Contrats de commandite - L'opposition tente d'incriminer Gagliano

Est-il possible que les hauts fonctionnaires des Travaux publics aient violé «toutes les règles» de gestion dans l'attribution de contrats à la firme Groupaction Marketing sans que le ministre d'alors, Alfonso Gagliano, ait été mis au parfum? Non, pensent le Bloc québécois et l'Alliance canadienne. Et c'est pour cette raison que le nouvel ambassadeur au Danemark doit être questionné sur le dossier.

L'opposition tente depuis longtemps de prouver que M. Gagliano a trempé dans le favoritisme et le patronage. Cette fois, on pense que le rapport de la Vérificatrice générale incriminant les hauts fonctionnaires du ministre prouve que ce dernier n'est pas blanc comme neige.


«Les fonctionnaires ne violent pas les règles sur un coup de tête. Quelqu'un leur a demandé de le faire», a lancé l'allianciste Jason Kenney. Parce qu'un fonctionnaire qui agirait ainsi de son propre chef, fait valoir le député, «compromettrait sa carrière».


Dans son rapport, Sheila Fraser a pointé les fonctionnaires responsables du programme de commandites de 40 millions de dollars: Charles Guité, ex-directeur exécutif de la Direction générale des services de coordination des communications aux Travaux publics, et son successeur Pierre Tremblay, qui avait été auparavant le chef de cabinet d'Alfonso Gagliano.


Sans compter que le ministre des Travaux publics avait reçu en 2000 un rapport de vérification interne faisant état de problèmes de gestion similaires. «Comment pourrait-on croire que le lieutenant politique du premier ministre pour le Québec, le ministre des Travaux publics, Alfonso Gagliano, ait reçu ce rapport sans rien faire et sans en discuter avec le premier ministre ou son bureau?», a demandé le bloquiste Yvan Loubier.
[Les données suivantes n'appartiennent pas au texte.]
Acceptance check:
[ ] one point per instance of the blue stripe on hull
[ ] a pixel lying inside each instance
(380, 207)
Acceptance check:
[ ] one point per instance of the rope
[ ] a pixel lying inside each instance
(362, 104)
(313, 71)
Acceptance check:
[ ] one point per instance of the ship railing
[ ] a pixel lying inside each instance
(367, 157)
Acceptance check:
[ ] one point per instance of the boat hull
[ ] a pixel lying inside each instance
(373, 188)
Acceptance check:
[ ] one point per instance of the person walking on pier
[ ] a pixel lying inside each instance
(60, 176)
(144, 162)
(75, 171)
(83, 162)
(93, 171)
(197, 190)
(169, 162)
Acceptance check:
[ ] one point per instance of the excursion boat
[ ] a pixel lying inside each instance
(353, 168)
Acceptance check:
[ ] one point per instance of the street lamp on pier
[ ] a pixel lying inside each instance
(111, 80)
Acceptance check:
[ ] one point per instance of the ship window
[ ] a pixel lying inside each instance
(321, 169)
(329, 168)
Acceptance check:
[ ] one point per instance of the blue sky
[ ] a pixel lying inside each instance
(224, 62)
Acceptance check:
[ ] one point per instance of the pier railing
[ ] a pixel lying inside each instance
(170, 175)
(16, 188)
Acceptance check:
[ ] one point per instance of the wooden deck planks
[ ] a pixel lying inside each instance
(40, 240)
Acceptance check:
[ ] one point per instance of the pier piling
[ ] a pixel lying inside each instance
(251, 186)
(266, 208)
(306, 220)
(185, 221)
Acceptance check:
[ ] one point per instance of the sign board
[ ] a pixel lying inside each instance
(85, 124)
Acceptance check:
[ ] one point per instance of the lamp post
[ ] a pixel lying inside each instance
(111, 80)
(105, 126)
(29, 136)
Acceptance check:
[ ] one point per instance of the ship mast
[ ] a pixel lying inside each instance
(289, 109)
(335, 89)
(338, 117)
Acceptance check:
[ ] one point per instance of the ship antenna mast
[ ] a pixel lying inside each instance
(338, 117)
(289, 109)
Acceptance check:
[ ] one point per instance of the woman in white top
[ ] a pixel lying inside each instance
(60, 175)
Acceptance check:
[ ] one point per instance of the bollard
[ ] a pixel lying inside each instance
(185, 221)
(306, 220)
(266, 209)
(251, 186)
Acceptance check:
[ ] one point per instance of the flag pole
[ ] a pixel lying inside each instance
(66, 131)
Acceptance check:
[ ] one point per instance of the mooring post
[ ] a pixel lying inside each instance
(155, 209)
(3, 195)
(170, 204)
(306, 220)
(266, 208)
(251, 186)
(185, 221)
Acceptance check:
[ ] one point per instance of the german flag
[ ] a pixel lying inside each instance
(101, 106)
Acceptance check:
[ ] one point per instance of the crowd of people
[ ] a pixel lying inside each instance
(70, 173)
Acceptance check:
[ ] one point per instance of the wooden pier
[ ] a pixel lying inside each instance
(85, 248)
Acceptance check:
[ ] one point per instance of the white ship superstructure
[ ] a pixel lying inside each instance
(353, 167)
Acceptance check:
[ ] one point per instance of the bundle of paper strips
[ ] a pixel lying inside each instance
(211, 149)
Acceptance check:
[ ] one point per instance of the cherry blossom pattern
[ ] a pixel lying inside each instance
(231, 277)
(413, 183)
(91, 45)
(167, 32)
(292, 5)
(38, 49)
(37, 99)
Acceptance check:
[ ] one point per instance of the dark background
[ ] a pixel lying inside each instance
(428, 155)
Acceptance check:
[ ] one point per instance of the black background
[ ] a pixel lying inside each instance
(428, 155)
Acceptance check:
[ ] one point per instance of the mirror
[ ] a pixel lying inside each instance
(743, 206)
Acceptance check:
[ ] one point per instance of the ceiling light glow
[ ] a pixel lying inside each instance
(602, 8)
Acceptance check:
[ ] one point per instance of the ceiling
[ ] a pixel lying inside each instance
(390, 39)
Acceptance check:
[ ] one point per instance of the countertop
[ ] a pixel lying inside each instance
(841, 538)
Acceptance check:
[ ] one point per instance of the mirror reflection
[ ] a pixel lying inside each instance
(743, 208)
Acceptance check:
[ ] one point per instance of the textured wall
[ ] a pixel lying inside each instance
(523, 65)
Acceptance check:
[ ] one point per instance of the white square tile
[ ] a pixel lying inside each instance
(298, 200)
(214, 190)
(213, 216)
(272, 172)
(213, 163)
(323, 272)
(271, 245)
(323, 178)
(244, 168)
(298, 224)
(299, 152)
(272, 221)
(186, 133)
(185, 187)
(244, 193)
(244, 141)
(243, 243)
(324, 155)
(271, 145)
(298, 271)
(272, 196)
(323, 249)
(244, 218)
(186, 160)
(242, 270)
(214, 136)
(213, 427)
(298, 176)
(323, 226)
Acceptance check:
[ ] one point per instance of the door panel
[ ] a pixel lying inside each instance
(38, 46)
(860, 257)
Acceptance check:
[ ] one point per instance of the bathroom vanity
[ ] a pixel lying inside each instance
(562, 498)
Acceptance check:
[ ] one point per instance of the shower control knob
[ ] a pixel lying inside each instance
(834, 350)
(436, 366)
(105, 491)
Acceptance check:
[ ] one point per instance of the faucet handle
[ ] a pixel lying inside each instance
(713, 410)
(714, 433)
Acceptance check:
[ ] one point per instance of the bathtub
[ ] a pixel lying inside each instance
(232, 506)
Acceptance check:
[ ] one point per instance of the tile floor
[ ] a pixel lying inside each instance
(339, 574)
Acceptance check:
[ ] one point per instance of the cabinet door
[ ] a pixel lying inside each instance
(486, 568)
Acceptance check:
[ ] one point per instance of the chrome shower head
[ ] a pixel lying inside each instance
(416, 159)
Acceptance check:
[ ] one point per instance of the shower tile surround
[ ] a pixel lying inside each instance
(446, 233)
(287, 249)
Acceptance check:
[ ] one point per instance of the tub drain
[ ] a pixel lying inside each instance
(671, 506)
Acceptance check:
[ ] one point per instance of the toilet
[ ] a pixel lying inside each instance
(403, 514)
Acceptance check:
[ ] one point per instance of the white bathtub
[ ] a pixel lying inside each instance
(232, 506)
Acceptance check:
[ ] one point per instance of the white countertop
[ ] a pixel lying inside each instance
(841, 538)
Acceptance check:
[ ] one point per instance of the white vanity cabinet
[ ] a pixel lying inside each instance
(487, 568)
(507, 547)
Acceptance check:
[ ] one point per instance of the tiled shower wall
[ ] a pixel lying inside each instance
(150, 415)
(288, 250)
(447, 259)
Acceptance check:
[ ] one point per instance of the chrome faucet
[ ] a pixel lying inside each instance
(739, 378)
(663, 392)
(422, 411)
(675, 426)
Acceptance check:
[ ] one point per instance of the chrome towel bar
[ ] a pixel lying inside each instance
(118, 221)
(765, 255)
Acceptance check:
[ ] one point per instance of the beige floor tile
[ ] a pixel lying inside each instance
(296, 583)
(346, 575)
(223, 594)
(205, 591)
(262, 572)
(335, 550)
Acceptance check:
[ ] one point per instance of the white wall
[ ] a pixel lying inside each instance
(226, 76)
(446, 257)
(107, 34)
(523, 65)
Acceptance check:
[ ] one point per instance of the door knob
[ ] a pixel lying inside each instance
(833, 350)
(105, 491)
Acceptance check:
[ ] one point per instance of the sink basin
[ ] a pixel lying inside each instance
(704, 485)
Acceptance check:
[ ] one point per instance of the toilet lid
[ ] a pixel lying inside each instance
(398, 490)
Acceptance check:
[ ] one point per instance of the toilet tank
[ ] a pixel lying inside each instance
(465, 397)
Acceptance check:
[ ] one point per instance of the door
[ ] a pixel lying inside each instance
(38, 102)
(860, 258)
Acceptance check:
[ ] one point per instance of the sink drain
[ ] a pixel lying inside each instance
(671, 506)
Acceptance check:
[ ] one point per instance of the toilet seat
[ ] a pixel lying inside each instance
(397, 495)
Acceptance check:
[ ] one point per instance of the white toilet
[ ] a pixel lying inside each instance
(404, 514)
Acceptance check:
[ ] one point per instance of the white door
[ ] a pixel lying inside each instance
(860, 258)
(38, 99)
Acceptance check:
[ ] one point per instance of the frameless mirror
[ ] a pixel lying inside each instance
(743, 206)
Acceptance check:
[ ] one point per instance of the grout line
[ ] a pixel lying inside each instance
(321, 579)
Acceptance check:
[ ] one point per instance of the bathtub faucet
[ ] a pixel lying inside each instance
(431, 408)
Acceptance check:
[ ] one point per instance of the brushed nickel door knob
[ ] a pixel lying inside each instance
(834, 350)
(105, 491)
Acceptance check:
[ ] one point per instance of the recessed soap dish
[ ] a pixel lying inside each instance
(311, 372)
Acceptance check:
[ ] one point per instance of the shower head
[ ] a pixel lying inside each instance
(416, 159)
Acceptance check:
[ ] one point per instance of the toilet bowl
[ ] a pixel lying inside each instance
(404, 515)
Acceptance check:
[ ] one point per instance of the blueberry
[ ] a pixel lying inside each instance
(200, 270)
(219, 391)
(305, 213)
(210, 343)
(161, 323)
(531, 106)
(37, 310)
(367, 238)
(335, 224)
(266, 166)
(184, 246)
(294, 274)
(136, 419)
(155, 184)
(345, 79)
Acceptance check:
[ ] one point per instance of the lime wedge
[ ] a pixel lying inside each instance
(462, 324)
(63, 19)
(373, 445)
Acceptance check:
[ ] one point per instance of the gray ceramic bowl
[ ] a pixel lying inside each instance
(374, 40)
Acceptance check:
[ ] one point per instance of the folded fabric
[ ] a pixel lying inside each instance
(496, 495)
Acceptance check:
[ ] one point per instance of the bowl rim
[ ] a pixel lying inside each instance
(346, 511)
Le NPD demande également que M. Gagliano soit convoqué par le comité des Comptes publics (présidé par un allianciste) pour déterminer au juste qui avait incité les fonctionnaires à contrevenir aux règlements.





Pas cher, pas cher


Le gouvernement tente toujours, tant bien que mal, de justifier comment il a pu payer jusqu'à 23 fois plus cher que le gouvernement du Québec pour des publicités dans l'Almanach du peuple. Le ministre Don Boudria a remis aux médias hier une grille tarifaire indiquant que les prix en vigueur pour la publication étaient d'environ 3700 $ la page. En achetant 145 pages, il était donc normal de débourser 525 000 $ en commandites. Le solde du contrat de
600 000 $ aurait été versé à Groupaction Marketing, qui a agi à titre d'intermédiaire. Son rôle aurait été, explique-t-on au bureau du ministre, de mettre en forme les informations à être publiées.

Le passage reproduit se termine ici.